Several polio experts told Science that although they understand how sensitive the situation is, they disagree with the decision to keep quiet. "I am troubled that the information hasn't come out, absolutely," says Donald A. Henderson of the University of Pittsburgh Center for Biosecurity in Baltimore, Maryland. Henderson says details of each outbreak are essential if scientists are to understand just how risky these vaccine-derived strains are.
So far, there are 69 confirmed cases of paralysis, and more suspected, caused by VDPV in nine northern Nigeria states, says Kew. The case count seems certain to rise. About half the cases have occurred around Kano, a largely Muslim state where anti-Western sentiment and rumors that the vaccine caused sterility or AIDS led several states to halt polio vaccination in 2003. After repeated demonstrations of the vaccine's safety and considerable behind-the-scenes diplomacy, vaccinations resumed about a year later, but the damage had already been done.

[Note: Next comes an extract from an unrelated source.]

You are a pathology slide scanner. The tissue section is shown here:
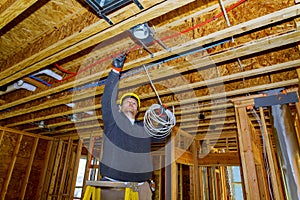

By the end of 2004, the number of polio cases in Nigeria had doubled to about 800, and in 2006 it soared to more than 1100. Wild virus from Nigeria reinfected some 20 other countries, leading to a spike in global cases. It was a huge setback to the Global Polio Eradication Initiative, which estimates that the world spent an additional $500 million to contain the damage. Only recently have global cases dropped back to near preboycott levels.
Although Nigeria has since made considerable progress, wild poliovirus, both type 1 and type 3, is still circulating in the north, and vaccine coverage there remains low. In 2006, between 6% and 30% of children in the north had never received a single dose of OPV.
Those are exactly the conditions that render an area susceptible to outbreaks of vaccinederived virus. Since the 1960s, scientists have known that attenuated viruses can in rare instances mutate and regain virulence, but it was only in 2000, with an outbreak in Hispaniola, that they realized VDPVs could spread disease from person to person.
The current outbreak came to light when a technician at the CDC polio lab noticed a preponderance of type 2 virus in the isolates sent in from northern Nigeria. That instantly raised suspicion, Kew says, because wild type 2 poliovirus has been eradicated globally. That meant the only possible source was the trivalent vaccine, which had been used in Nigeria in preboycott campaigns. Since Nigeria resumed vaccinations in 2004, says Kew, it had "quite properly" been using the more effective monovalent vaccines against wild types 1 and 3 in its campaigns. Genetic analysis quickly confirmed the source; it also suggests that several VDPVs emerged independently in 2005 and 2006, multiple times.
In earlier outbreaks, circulating VDPVs have been relatively easy to stamp out, but this one has persisted despite four campaigns with trivalent OPV in the past year. "We suspect it is simply because the coverage was not adequate; we don't believe there is anything exceptional about this virus," says Kew. As evidence, he notes that two VDPV strains jumped from Nigeria to Niger, where routine vaccination is almost 90%. Both "barely made it 5 kilometers before they dead-ended," he says.
Polio expert Oyewale Tomori, vice chancellor of Redeemer's University near Lagos and chair of Nigeria's expert advisory committee for polio eradication, says he has been urging officials to go public. He worries that secrecy might fuel suspicions about vaccine safety instead of reinforcing the need to intensify immunizations in Nigeria.